Public Affairs CorrespondentTHE CIRCUIT Court has reserved judgment in a case in which journalist Sam Smyth has said he did not call Michael Lowry TD a thief but did believe he was a liar and a tax cheat.
Michael Giblin SC, for Mr Lowry, told the court the journalist was involved in a breach of process and had included matters in his affidavit so they could be aired in the media. He said the affidavit illustrated Smyth’s “malice” towards his client.
Judge Margaret Heneghan heard submissions from counsel for both parties in a case where Mr Lowry is seeking a summary order under the 2009 Defamation Act directing Mr Smyth to publish corrections of allegedly defamatory statements.

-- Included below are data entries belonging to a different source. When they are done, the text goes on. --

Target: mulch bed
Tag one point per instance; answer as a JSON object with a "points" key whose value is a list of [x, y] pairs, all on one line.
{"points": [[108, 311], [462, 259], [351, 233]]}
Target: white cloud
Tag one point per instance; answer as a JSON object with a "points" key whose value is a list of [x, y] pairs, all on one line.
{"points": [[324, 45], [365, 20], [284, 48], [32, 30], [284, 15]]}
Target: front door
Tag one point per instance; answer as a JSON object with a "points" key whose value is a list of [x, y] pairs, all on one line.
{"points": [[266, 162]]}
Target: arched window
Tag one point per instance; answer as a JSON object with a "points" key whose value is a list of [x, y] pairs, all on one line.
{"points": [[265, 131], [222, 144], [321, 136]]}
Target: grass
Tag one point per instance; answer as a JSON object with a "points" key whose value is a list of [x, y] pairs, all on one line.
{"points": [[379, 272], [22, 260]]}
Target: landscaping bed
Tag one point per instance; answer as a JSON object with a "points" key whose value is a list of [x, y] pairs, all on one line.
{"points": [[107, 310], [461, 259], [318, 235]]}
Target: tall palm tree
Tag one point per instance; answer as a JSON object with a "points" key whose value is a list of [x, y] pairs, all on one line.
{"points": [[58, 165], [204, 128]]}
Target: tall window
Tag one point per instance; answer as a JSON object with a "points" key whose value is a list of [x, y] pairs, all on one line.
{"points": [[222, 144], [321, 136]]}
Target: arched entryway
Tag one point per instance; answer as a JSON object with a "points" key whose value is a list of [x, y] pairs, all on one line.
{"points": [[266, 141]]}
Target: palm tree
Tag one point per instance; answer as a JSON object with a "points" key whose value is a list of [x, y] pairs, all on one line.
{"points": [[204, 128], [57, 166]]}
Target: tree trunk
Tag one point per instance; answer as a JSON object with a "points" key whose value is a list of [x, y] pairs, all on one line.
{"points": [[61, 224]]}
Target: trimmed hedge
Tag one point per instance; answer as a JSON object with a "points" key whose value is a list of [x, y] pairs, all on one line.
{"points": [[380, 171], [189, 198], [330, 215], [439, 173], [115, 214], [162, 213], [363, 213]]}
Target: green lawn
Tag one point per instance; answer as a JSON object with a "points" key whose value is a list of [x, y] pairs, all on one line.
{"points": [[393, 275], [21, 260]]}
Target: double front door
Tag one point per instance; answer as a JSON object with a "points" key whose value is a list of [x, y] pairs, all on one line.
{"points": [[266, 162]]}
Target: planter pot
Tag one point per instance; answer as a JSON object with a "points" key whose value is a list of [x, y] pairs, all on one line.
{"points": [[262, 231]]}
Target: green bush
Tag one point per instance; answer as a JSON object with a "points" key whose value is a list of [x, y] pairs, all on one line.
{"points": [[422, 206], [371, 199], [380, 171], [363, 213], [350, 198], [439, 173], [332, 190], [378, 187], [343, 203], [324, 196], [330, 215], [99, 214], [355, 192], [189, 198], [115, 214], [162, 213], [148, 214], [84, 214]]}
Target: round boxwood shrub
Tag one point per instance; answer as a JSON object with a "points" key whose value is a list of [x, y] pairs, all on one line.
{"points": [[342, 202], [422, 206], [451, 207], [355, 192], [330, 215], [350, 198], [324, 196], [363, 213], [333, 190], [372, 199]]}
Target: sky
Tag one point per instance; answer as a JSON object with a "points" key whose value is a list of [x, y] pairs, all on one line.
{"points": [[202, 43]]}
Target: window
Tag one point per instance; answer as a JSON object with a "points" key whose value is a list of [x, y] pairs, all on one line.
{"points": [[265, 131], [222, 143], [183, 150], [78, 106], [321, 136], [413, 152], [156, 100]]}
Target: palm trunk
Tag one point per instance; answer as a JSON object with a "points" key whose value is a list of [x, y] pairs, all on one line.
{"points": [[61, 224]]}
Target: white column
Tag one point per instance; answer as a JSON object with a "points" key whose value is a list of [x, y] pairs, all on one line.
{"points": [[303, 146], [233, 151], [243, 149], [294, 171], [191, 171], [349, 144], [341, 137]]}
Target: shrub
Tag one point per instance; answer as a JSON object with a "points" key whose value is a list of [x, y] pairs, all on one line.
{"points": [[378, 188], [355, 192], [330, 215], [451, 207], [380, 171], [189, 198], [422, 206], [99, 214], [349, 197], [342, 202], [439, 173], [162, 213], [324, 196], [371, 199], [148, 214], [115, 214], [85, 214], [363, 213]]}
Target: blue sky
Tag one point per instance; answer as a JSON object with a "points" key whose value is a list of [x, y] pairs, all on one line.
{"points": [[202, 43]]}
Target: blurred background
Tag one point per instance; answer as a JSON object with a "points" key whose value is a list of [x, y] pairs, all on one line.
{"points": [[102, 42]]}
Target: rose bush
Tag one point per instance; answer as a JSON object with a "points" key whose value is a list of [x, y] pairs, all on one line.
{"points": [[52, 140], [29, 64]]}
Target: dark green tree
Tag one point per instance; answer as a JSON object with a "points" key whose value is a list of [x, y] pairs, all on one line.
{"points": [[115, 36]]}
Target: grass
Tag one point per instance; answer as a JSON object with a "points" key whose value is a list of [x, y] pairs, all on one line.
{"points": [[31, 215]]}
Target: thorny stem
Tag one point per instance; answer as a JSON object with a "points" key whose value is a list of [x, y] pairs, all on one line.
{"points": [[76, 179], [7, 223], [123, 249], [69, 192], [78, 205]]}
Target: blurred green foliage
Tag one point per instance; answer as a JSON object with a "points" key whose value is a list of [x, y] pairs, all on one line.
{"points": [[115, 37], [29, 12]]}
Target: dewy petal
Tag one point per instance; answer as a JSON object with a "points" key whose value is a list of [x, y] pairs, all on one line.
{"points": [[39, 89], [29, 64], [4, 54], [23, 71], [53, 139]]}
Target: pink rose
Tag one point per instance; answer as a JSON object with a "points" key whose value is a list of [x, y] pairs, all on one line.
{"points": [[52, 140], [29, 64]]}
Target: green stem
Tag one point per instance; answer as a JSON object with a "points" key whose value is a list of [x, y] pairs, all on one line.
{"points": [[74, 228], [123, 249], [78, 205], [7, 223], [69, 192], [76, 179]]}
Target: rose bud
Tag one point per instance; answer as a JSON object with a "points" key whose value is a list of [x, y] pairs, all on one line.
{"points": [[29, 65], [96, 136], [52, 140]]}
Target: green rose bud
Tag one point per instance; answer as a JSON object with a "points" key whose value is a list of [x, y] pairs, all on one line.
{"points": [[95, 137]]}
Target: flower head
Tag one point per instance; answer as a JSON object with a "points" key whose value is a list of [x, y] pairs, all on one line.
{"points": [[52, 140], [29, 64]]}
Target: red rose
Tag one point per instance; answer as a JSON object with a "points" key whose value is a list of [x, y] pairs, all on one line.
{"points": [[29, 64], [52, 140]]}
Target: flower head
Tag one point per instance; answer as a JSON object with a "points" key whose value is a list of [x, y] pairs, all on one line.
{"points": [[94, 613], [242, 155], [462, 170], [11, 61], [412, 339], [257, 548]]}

Two statements were at issue. In May 2010 Mr Smyth wrote an article in the Irish Independent in which he said the value of property transactions being investigated by the Moriarty tribunal and “involving Mr Lowry” was about £5 million (€5.9 million).
This was a reference to transactions in the UK the tribunal is investigating to see if they involve any link between Mr Lowry and businessman Denis O’Brien.
In June Mr Smyth appeared on the Tonight With Vincent Browne programme on TV3 where he discussed the origins of the McCracken and Moriarty tribunals.
In the course of the discussion, Mr Smyth said: “But the first that we caught sort on video with hand in till was Michael Lowry.” He later said he was referring to Mr Lowry being engaged in tax fraud.
Mr Lowry said the comment was understood to mean that he was a thief, a corrupt politician, was unfit to be a TD and was dishonest and untrustworthy. Thief apart, he made identical claims about the Irish Independent article.
Mr Lowry had been “greatly distressed” by the false allegations. “I am not a thief and I have never been a thief.”
He had topped the poll in north Tipperary three times since the McCracken tribunal.
Mr Smyth, in his affidavit, outlined how Mr Lowry had claimed in 1995 that his tax affairs were in order. In November 1996 he resigned as a government minister after Mr Smyth published an article saying Mr Lowry’s home had been refurbished by Dunnes Stores and the expenditure treated in the Dunnes books as work on one of its outlets.
In a statement to the Dáil in 1996 Mr Lowry said that someone who had wanted to hide income would put it offshore. A year later, the McCracken tribunal reported that Mr Lowry had money in two offshore accounts opened to receive money from Dunnes Stores, and had a third into which he put money and about which Dunnes Stores knew nothing.
Mr Justice McCracken, referring to Mr Lowry’s Dáil statement and the tribunal’s subsequent findings, described his statement as “astonishing”.
In his 14-page affidavit Mr Smyth outlined the findings of the McCracken tribunal against Mr Lowry and matters to do with the subsequent inquiries of the Moriarty tribunal, which has not yet reported.
Mr Smyth said his words on TV3 related to the Moriarty tribunal’s origins in Mr Lowry’s “wholesale tax evasion” and the fact that had he “told lies about his business and financial affairs”.
Although he had not made allegations about Mr Lowry’s fitness for office “the only conclusion that one could reasonably draw from what has been discovered about leads inevitably to the conclusion that he is indeed corrupt, dishonest, untrustworthy and both unfit and unsuitable to be a minister and a TD.”
Eoin McCullough SC, for Mr Smyth, said he accepted the words spoken on the TV3 programme were defamatory but their meaning was that Mr Lowry was a tax fraud and not that he was a thief. The defence was that the statement was true.
He said he did not agree the Irish Independent article was defamatory. It was a simple statement of fact.
Mr Giblin said it was established law that the reports of tribunals of inquiry could not be used as evidence in Irish courts.
The vast bulk of Mr Smyth’s affidavit comprised hearsay and evidence to do with tribunals which was not admissible. “The defendant has delivered a blizzard of comments made by third parties.”
He said his client had settled with the Revenue in April 2007 and now had a tax certificate. The Revenue had not taken proceedings. Mr Lowry did not accept the McCracken findings or that he had lied to the Dáil.
Mr McCullough said hearsay was admissible in interlocutory proceedings and it was not necessary to rely on the tribunals to contest Mr Lowry’s claims. The court’s role was to decide if Mr Smyth had an arguable defence and the standard involved was not a high one. If the matter went to future hearings he would decide then who would be called.